A few exceptions to this paradigm, if generalized, point the way toward
a new kind of email service.  Experimental systems (such as Hogg's
imail), and some small and well-constrained features in production mail
systems (such as return-receipt requests or multiple-choice votes in
Andrew and other systems), offer mechanisms whereby mail can embed
within it some form of computation.  In this paradigm, the mail can
interact algorithmically with the recipient, instead of merely passively
displaying its contents, to achieve some purpose.

The promise of algorithmic, or "active" mail, is very great.  One can
imagine email-based services productively applied to such diverse
applications as scheduling tasks, document routing,
information-gathering, and royalty collection on copyrighted material. 
However, there are two significant obstacles to the use of active mail,
namely security and portability.  Active messages should be powerful
enough for the kind of tasks just mentioned, but should not be able to
destroy, corrupt, or steal a recipient's resources.  Less critical, but
also important, the algorithms embedded in active messages should be
expressed in an interface-independent way, so that they can, like email,
be almost ubiquitously availability in heterogeneous environments.

In this talk, I will present an overview of MAGICMAIL, a language I have
designed and implemented which promises to overcome these obstacles.  

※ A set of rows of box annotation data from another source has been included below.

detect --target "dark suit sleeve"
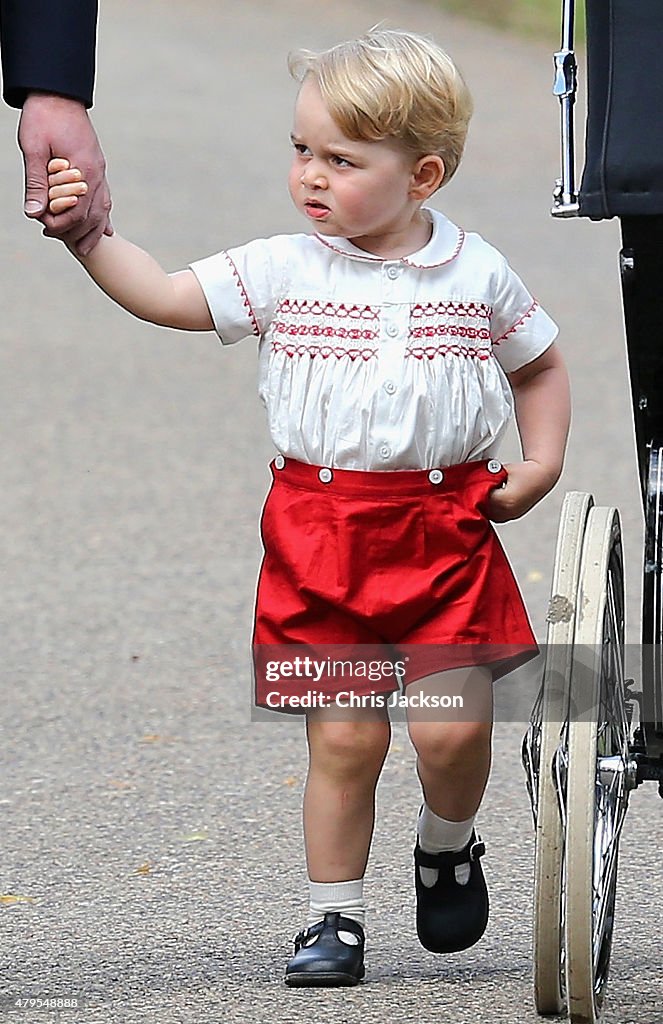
[0,0,97,106]
[580,0,663,220]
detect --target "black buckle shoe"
[414,833,489,953]
[285,913,365,987]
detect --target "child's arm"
[48,159,214,331]
[490,344,571,522]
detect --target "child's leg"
[408,667,493,952]
[303,709,390,883]
[285,709,390,986]
[408,666,493,821]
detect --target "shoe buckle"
[469,836,486,860]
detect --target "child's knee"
[410,722,493,768]
[308,717,390,778]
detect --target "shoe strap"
[414,837,486,870]
[295,912,365,952]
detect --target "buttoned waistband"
[270,455,507,498]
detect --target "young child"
[49,30,569,986]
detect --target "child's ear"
[410,153,445,200]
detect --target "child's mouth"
[304,202,331,220]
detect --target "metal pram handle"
[550,0,579,217]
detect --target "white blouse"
[192,210,557,470]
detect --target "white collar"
[314,207,465,269]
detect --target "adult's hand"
[18,92,113,256]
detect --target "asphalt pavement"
[0,0,663,1024]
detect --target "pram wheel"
[523,492,593,1014]
[565,508,633,1024]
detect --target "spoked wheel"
[563,508,634,1024]
[523,492,593,1014]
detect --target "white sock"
[417,803,474,888]
[308,879,366,945]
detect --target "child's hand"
[488,461,558,522]
[48,157,87,214]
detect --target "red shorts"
[253,457,538,711]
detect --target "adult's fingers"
[23,139,50,218]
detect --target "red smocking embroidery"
[272,338,377,362]
[405,345,492,359]
[272,321,375,341]
[493,299,539,345]
[223,252,260,338]
[272,298,379,359]
[276,299,378,322]
[410,302,493,319]
[410,324,491,341]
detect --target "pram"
[523,0,663,1024]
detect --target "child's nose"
[300,160,327,188]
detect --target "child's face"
[288,75,420,253]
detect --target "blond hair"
[288,29,472,181]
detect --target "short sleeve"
[191,237,286,345]
[491,257,557,373]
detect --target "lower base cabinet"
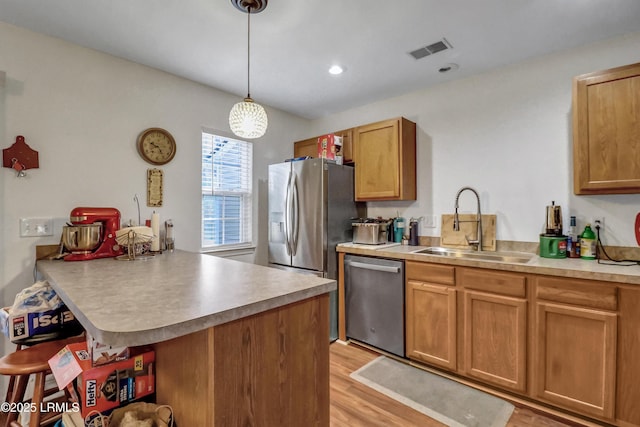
[406,280,457,371]
[463,291,527,392]
[405,261,640,427]
[535,302,617,419]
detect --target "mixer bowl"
[62,223,102,253]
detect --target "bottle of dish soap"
[580,224,596,259]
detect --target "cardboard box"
[0,305,82,343]
[49,342,155,417]
[318,133,342,160]
[87,334,130,366]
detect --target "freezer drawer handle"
[348,261,400,274]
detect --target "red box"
[49,342,155,417]
[318,133,342,160]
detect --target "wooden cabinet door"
[293,137,318,159]
[464,290,527,392]
[406,280,457,371]
[534,302,617,419]
[573,63,640,194]
[354,118,416,201]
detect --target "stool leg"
[5,375,29,427]
[29,372,46,427]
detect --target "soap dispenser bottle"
[580,224,596,259]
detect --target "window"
[202,131,253,249]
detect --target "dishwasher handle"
[349,261,400,274]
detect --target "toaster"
[351,221,389,245]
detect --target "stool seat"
[0,336,85,375]
[0,334,85,427]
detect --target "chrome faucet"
[453,187,482,251]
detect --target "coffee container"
[409,218,418,246]
[567,216,580,258]
[540,201,567,258]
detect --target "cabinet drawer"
[536,276,618,311]
[405,261,456,285]
[458,268,527,298]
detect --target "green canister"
[580,224,596,259]
[540,234,567,258]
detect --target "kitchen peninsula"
[37,251,336,426]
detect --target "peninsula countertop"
[37,251,336,346]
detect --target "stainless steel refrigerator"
[269,159,358,341]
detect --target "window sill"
[201,246,256,258]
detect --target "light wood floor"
[330,342,572,427]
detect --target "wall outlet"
[591,216,604,233]
[423,215,438,228]
[20,218,53,237]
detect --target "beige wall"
[0,22,309,310]
[308,33,640,246]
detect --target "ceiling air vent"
[409,39,452,59]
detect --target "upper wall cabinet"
[573,63,640,195]
[353,117,416,201]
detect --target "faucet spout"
[453,187,482,251]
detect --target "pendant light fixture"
[229,0,269,139]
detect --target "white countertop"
[337,243,640,285]
[37,251,336,346]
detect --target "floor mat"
[351,356,514,427]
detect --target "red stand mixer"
[62,207,123,261]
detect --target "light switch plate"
[20,218,53,237]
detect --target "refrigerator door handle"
[291,172,300,255]
[284,172,293,256]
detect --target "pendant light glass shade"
[229,0,269,139]
[229,98,269,139]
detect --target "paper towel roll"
[151,212,160,252]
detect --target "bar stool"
[0,335,85,427]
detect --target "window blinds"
[202,132,253,248]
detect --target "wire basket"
[116,226,156,261]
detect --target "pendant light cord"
[247,6,251,98]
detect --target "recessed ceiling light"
[438,63,460,73]
[329,65,344,76]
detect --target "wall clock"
[138,128,176,165]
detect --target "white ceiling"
[0,0,640,118]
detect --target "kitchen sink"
[412,247,533,264]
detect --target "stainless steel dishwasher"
[344,254,405,357]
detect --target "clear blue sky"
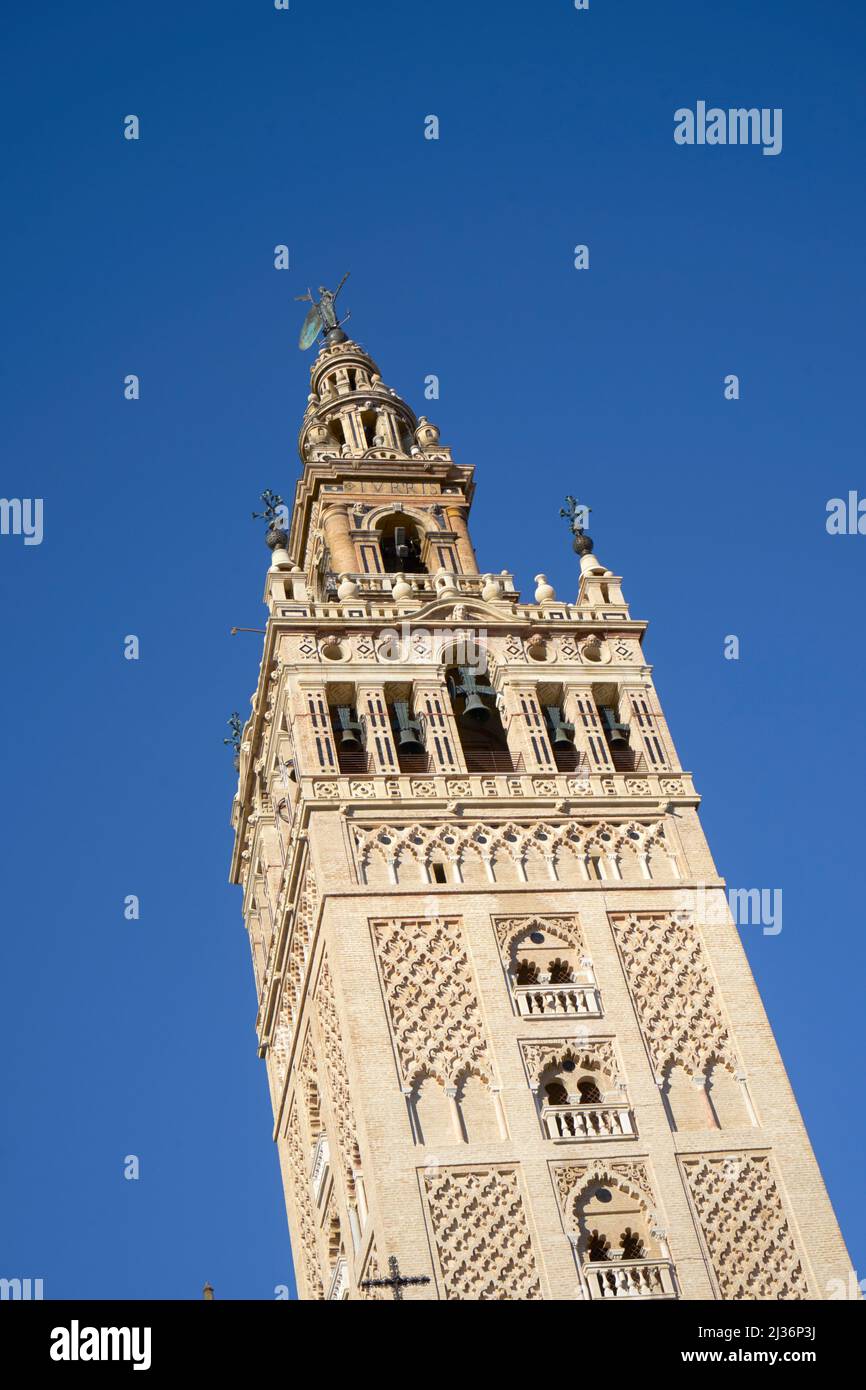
[0,0,866,1298]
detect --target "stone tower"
[231,309,849,1301]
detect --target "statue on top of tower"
[559,493,592,556]
[295,271,350,352]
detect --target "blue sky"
[0,0,866,1298]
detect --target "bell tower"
[231,296,849,1302]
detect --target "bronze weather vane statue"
[295,271,352,352]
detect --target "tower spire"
[232,296,849,1302]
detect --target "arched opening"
[377,512,427,574]
[448,666,518,773]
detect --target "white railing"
[584,1259,677,1300]
[327,1259,349,1302]
[514,984,602,1019]
[310,1134,331,1205]
[541,1105,635,1138]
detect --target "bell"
[460,692,491,724]
[399,726,424,753]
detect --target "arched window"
[516,960,538,984]
[377,512,427,574]
[545,1080,569,1105]
[587,1230,610,1262]
[550,956,574,984]
[448,666,516,773]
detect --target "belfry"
[231,292,851,1302]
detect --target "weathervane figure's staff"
[295,271,352,350]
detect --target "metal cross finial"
[360,1255,430,1302]
[252,488,282,525]
[222,709,243,753]
[559,493,592,535]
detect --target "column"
[322,505,359,574]
[445,503,478,574]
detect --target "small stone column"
[445,505,480,574]
[322,505,359,574]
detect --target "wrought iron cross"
[361,1255,430,1302]
[253,488,282,525]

Incidentally, it should be noted that the constraints on active
electronic mail messages are a superset of the constraints on active
documents.  Therefore, MAGICMAIL might also be considered in the more
general context of documents with embedded computation.  However,
email's special constraints -- notably in the area of security and
asynchronous execution -- are such that the ideal languages for active
messages and active documents may not necessarily be identical.